Skip to main content

Functional Indexes in PostgreSQL

What are functional key parts?​​

A functional index is an index in a database that is based on the result of a function applied to one or more columns in a table. Functional key parts can index expression values. Hence, functional key parts enable indexing values that are not stored directly in the table itself.

When are functional indexes helpful?​

Functional indexes are helpful in a PostgreSQL database when the query retrieves data based on the result of a function.
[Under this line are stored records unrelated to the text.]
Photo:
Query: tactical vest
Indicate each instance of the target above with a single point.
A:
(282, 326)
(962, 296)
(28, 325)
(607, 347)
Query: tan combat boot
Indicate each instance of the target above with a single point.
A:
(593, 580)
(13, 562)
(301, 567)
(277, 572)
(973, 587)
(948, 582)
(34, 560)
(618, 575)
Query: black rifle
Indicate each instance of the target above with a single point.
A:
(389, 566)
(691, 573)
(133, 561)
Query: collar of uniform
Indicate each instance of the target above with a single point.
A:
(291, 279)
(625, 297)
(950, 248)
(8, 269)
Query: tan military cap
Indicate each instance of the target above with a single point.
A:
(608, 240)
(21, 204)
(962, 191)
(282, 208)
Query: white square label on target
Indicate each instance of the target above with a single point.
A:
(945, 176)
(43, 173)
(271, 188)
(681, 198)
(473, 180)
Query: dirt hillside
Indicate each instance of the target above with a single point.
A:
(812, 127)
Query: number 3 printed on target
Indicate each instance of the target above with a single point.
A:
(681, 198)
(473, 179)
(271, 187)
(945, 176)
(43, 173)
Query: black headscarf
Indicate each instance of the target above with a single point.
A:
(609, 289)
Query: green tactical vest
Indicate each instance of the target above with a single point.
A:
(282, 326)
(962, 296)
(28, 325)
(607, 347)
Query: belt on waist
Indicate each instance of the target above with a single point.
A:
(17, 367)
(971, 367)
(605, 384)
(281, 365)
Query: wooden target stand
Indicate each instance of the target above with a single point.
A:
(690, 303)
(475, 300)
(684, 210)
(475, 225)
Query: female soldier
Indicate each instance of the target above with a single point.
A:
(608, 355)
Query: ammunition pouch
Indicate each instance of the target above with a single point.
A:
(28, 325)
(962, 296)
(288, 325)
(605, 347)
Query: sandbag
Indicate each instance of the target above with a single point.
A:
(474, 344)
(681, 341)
This is particularly useful when the function requires high computational power to execute.

By creating an index based on the result of the function used in the query, the database can quickly find the matching rows based on the function output, rather than having to perform a full table scan and doing the necessary computation. This can lead to significant improvements in query performance, for example in large databases with complex queries.
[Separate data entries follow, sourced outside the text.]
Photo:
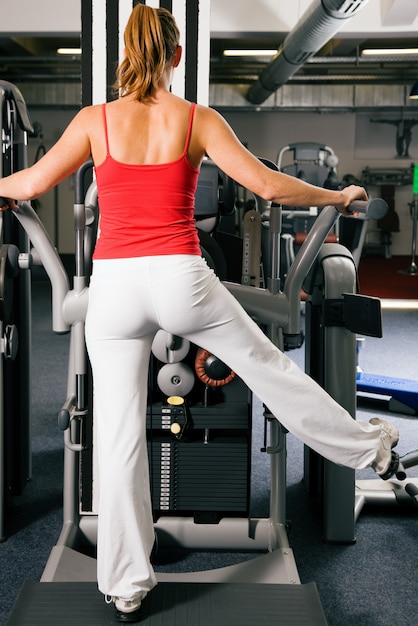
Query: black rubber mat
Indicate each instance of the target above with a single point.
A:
(196, 604)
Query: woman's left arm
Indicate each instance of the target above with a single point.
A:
(64, 158)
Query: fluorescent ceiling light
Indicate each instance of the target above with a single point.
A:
(414, 91)
(69, 51)
(390, 52)
(249, 53)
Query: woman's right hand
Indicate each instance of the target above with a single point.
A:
(7, 203)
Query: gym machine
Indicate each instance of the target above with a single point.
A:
(402, 392)
(263, 587)
(15, 310)
(252, 590)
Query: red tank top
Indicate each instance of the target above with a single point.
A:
(146, 210)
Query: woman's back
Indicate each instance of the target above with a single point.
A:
(147, 133)
(146, 187)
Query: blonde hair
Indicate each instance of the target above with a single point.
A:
(151, 39)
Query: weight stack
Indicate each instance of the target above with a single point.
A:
(206, 473)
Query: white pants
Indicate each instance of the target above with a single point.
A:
(129, 301)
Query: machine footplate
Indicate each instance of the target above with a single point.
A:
(194, 604)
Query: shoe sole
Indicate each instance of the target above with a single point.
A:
(128, 618)
(393, 467)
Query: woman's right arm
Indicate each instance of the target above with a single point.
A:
(225, 149)
(64, 158)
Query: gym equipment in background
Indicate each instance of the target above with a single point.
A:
(412, 269)
(212, 406)
(15, 307)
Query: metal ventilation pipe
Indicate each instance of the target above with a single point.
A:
(320, 22)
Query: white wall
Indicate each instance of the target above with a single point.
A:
(64, 16)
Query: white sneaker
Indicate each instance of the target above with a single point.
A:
(127, 609)
(386, 462)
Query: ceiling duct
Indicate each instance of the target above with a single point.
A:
(320, 22)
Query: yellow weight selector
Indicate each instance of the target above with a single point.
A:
(179, 410)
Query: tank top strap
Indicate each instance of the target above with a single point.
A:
(105, 128)
(189, 129)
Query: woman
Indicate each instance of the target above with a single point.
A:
(147, 147)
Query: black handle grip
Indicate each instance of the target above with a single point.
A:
(374, 209)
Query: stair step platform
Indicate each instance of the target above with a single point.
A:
(194, 604)
(402, 389)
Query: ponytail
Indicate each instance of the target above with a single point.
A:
(151, 38)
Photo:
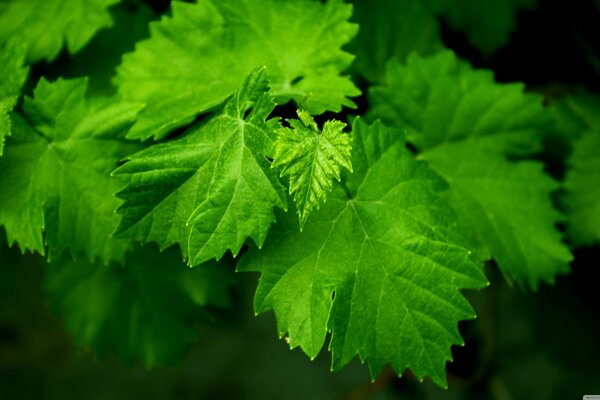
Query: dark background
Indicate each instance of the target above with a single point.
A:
(543, 345)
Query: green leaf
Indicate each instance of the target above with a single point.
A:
(466, 125)
(12, 78)
(146, 310)
(487, 24)
(55, 173)
(44, 26)
(212, 189)
(99, 58)
(388, 29)
(508, 205)
(199, 56)
(583, 190)
(578, 122)
(441, 99)
(311, 159)
(576, 114)
(378, 266)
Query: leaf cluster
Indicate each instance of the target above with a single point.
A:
(365, 224)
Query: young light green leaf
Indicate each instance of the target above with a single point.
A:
(464, 123)
(55, 172)
(212, 189)
(199, 56)
(378, 266)
(145, 310)
(311, 159)
(12, 78)
(43, 26)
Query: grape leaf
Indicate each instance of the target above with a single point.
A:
(199, 56)
(55, 173)
(440, 99)
(391, 28)
(377, 266)
(576, 114)
(212, 189)
(311, 159)
(487, 24)
(43, 26)
(466, 125)
(509, 207)
(99, 58)
(578, 121)
(145, 310)
(12, 78)
(583, 190)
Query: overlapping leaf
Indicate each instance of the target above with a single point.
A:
(578, 118)
(145, 310)
(199, 56)
(378, 265)
(12, 77)
(55, 171)
(44, 26)
(311, 159)
(583, 187)
(464, 123)
(391, 28)
(212, 189)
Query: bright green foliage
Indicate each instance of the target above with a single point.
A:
(12, 78)
(212, 189)
(441, 99)
(43, 26)
(311, 159)
(583, 190)
(465, 124)
(509, 208)
(377, 266)
(146, 310)
(56, 187)
(576, 114)
(131, 24)
(488, 24)
(578, 122)
(391, 28)
(199, 56)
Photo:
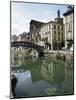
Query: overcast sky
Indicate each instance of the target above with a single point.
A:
(22, 13)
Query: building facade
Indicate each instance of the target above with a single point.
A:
(69, 26)
(51, 33)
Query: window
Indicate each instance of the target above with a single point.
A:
(62, 28)
(62, 33)
(54, 26)
(58, 36)
(58, 28)
(62, 38)
(54, 32)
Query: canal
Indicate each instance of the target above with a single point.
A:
(42, 77)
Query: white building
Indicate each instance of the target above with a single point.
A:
(69, 26)
(52, 33)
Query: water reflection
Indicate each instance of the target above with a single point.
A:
(43, 77)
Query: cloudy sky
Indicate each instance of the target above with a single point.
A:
(22, 13)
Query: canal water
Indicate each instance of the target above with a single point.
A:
(42, 77)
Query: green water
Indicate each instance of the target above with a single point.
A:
(43, 77)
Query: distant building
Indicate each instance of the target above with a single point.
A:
(51, 33)
(14, 38)
(23, 37)
(34, 30)
(69, 26)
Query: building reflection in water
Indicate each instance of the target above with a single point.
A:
(54, 72)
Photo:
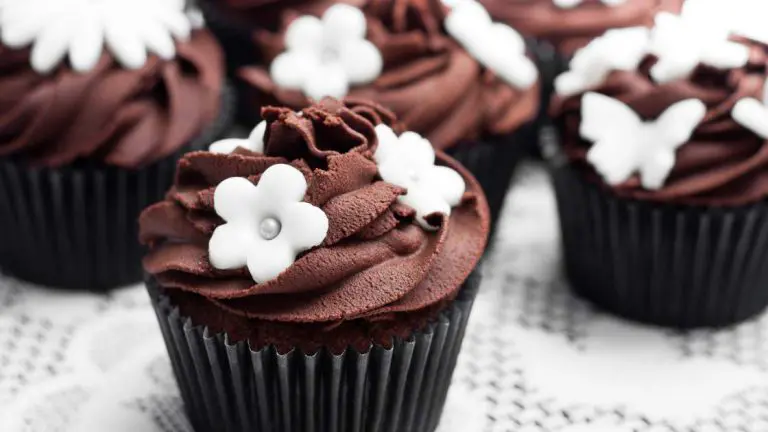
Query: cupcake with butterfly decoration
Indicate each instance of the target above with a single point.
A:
(663, 182)
(451, 74)
(97, 102)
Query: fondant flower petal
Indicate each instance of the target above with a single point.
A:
(362, 61)
(290, 69)
(304, 33)
(232, 197)
(282, 183)
(303, 226)
(87, 44)
(343, 23)
(267, 259)
(124, 43)
(228, 145)
(157, 40)
(228, 247)
(51, 46)
(447, 183)
(327, 80)
(425, 203)
(176, 22)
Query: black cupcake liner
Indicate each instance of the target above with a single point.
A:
(76, 227)
(493, 162)
(229, 386)
(669, 265)
(551, 64)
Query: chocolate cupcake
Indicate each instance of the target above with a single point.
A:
(562, 27)
(94, 115)
(299, 286)
(662, 192)
(435, 67)
(235, 22)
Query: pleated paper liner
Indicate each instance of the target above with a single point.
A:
(228, 386)
(676, 266)
(550, 64)
(493, 162)
(76, 227)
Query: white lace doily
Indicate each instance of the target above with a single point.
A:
(535, 358)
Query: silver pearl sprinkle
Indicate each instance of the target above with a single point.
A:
(270, 228)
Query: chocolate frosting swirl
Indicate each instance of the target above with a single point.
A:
(571, 29)
(125, 118)
(723, 164)
(433, 85)
(375, 262)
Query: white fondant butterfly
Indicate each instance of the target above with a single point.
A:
(619, 49)
(624, 144)
(496, 46)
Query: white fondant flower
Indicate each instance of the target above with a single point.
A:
(408, 161)
(620, 49)
(747, 18)
(325, 56)
(624, 144)
(82, 28)
(254, 142)
(697, 36)
(267, 224)
(496, 46)
(753, 115)
(569, 4)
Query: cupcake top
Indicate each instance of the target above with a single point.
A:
(673, 114)
(449, 74)
(356, 228)
(123, 83)
(571, 24)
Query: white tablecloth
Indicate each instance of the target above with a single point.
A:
(535, 358)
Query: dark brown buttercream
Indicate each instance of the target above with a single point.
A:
(126, 118)
(571, 29)
(375, 266)
(433, 85)
(723, 164)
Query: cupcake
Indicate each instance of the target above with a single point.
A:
(662, 188)
(93, 117)
(234, 22)
(437, 68)
(317, 275)
(561, 27)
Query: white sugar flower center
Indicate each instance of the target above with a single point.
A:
(270, 228)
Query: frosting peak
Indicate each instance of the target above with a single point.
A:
(374, 260)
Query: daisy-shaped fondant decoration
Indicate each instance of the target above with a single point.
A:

Some common use cases for functional indexes in PostgreSQL include case-insensitive searching, date calculations, and full-text search.

Syntax​​

Here is how you can define functional indexes in a table:

CREATE INDEX functional_idx ON table_name ((expression));

Here are some examples:

Index using a mathematical function:

CREATE INDEX functional_idx ON table_name ((column1 + column2));

Index using a string function:

CREATE INDEX functional_idx ON table_name (lower(column1));
info

Expressions must be enclosed within parentheses in order to create a functional index. If you do not enclose expressions within parentheses in the index definition, you will get a syntax error.

Example​​

Let’s create a table containing a list of students and the marks they received in each subject with the following command:

CREATE TABLE scorecard (
id SERIAL PRIMARY KEY,
name VARCHAR(255),
science INTEGER,
mathematics INTEGER,
language INTEGER,
social_science INTEGER,
arts INTEGER
);

Here is what a portion of the table might look like after inserting values:

SELECT * FROM scorecard
Output
 id |       name        | science | mathematics | language | social_science | arts 
----+-------------------+---------+-------------+----------+----------------+------
1 | Ronald Bradley | 9 | 71 | 60 | 11 | 58
2 | Dale Ellis | 22 | 96 | 20 | 25 | 63
3 | Jeremy Gray | 84 | 60 | 46 | 43 | 71
4 | Jacqueline Porter | 34 | 44 | 81 | 57 | 94
5 | Amanda Cohen | 36 | 61 | 30 | 36 | 94
.
.
1000005 | Laura Blair | 72 | 32 | 2 | 52 | 38
(1000005 rows)

We do not have any indexes other than the primary index on the id column. Now, suppose we want information about the top ten students who scored the best average in math and science combined. Let's query that data with the following command:

SELECT
id, name, ((science + mathematics)/2) as average_score
FROM
scorecard
ORDER BY
average_score DESC
LIMIT 10;
Output
   id   |       name       | average_score 
--------+------------------+---------------
95401 | Jacob Day | 100
105523 | Patrick Welch | 100
19727 | Thomas Lopez | 100
31179 | Jennifer Gibson | 100
100572 | Tara Morris | 100
9744 | Bob Edwards | 100
8519 | Andres Hernandez | 99
16250 | Ana Kelly | 99
24575 | Allen Jenkins | 99
116991 | Jeffery Miller | 97
(10 rows)

Now, let's see how the query performs with the following command:

EXPLAIN ANALYZE
SELECT
id, name, ((science + mathematics)/2) as average_score
FROM
scorecard
ORDER BY
average_score DESC
LIMIT 10;
Output
      QUERY PLAN                                                                  
-----------------------
Limit (cost=24762.12..24763.29 rows=10 width=22) (actual time=159.121..161.760 rows=10 loops=1)
-> Gather Merge (cost=24762.12..121991.68 rows=833338 width=22) (actual time=159.119..161.757 rows=10 loops=1)
Workers Planned: 2
Workers Launched: 2
-> Sort (cost=23762.10..24803.77 rows=416669 width=22) (actual time=153.364..153.366 rows=10 loops=3)
Sort Key: (((science + mathematics) / 2)) DESC
Sort Method: top-N heapsort Memory: 26kB
Worker 0: Sort Method: top-N heapsort Memory: 26kB
Worker 1: Sort Method: top-N heapsort Memory: 26kB
-> Parallel Seq Scan on scorecard (cost=0.00..14758.03 rows=416669 width=22) (actual time=0.015..81.038 rows=333335 loops=3)
Planning Time: 0.105 ms
Execution Time: 161.802 ms
(12 rows)
info

The EXPLAIN command is used for understanding the performance of a query. You can learn more about usage of the EXPLAIN command with the ANALYZE option here.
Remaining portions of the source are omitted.